Hiar sprang auf und kam mir entgegengerannt. Ich wusste nicht, war es Einbildung, oder quetschte sie sich auch gerade ein paar Tränen heraus? Mir war es egal, ich wollte nur zu Hal. Oder am besten ganz weit weg von ihr.
„Sam!“, sagte Hiar ganz aufgeregt und warf ihre Arme um meinen Körper. Unsere Köpfe trafen sich an den Schläfen und nun vergossen wir gemeinsam ein paar Tränen. „Sam, was ist los?“ Behutsam führte sie mich zu unserem Tisch rüber.
„Hal ist weg“, flüsterte ich und nahm wieder zwischen meinen Mädels Platz. Mich tröstend rieben sie mir über den Rücken und steckten die Köpfe mit mir zusammen.
„Wie sie ist weg?“ „Wohin ist sie denn?“
„Sie ist weggerannt wegen Chu.“
„Chu? Was hat sie damit zu tun?“
Dann warf ich ihnen meinen schrottreifen Wunderkasten auf den Tisch. „Chu hat mir verstörende Sachen geschrieben und nun ist Hal sauer auf mich, weil ich sie angeblich hintergehen würde. Was gar nicht stimmt, weil... weil ich sie liebe.“
„Was hat Chu vestörendes geschrieben?“, fragte Zell sofort nach und schnappte sich meinen Kommunikator.

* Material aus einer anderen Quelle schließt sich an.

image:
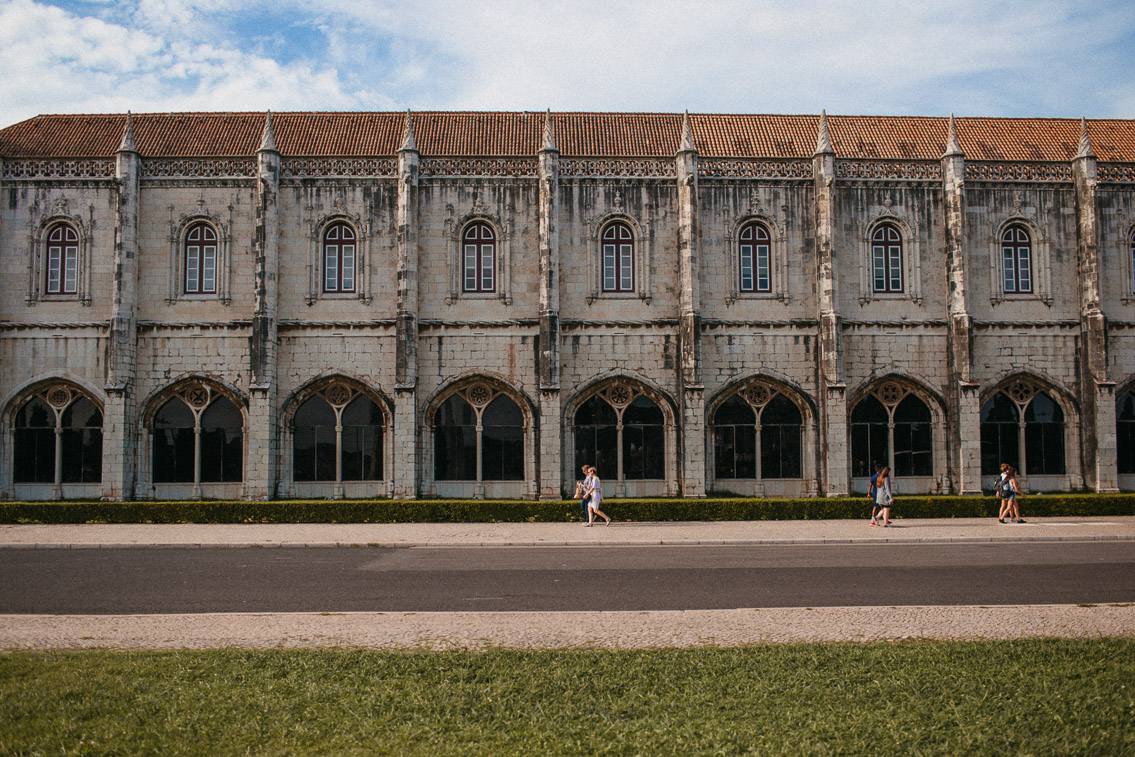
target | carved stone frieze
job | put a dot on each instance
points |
(734, 168)
(889, 169)
(507, 167)
(628, 167)
(85, 168)
(198, 167)
(1017, 171)
(321, 167)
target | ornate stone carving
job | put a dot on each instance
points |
(198, 167)
(1017, 171)
(628, 167)
(512, 167)
(889, 169)
(86, 168)
(739, 168)
(324, 167)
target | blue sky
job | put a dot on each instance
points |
(1039, 58)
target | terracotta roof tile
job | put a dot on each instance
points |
(888, 137)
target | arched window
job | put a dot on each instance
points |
(62, 259)
(58, 439)
(1125, 432)
(622, 432)
(198, 437)
(753, 263)
(479, 436)
(618, 258)
(892, 427)
(757, 435)
(339, 258)
(337, 436)
(887, 259)
(1024, 427)
(1016, 260)
(478, 244)
(201, 259)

Etwas unbeholfen hielt er ihn in seinen klobigen Händen und schüttelte ihn leicht durch. Alles klapperte und knirschte, bis weitere Glassplitter vom Display abfielen.

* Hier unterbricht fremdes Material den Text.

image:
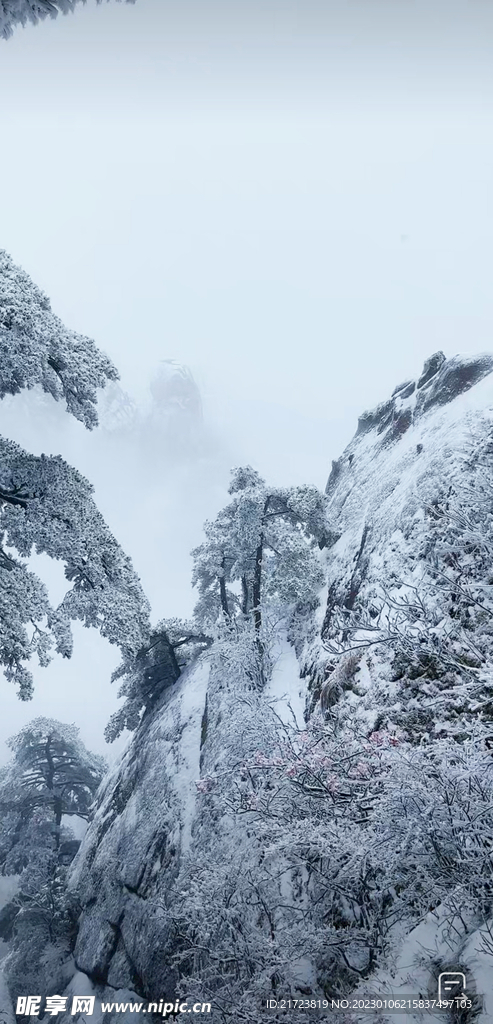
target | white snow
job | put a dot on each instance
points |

Ich verlangte ihn zurück. Zell würde eh nicht die richtige Datei finden. Mit verschwommenem Blick und zittrigen Händen öffnete ich mühselig die Konversation mit Chu und versuchte die Textzeilen in eine Position zu bringen, wo man sie halbwegs lesen konnte.
# Wann gehst du duschen? #
# Chu! Wieso willst du das wissen?! #
# Ich möchte dir etwas zeigen. Das geht am einfachsten unter der Dusche. #
Schweigen brach aus. Totenstille herrschte an unserem Tisch. Alleinig mein Schluchzen und Schniefen störte diese Ruhe und gab dieser noch mehr Nachdruck. Ich konnte deren Gesichter nur schwer deuten, waren sie doch durchgängig entgleist und sureealer als so manche Bildkunst.
„Chu ist schwanger.“
Sofort fixierte ich mich auf Lin. Sie glotzte mich an, legte zwei Finger an die Schläfe und nickte angedeutet.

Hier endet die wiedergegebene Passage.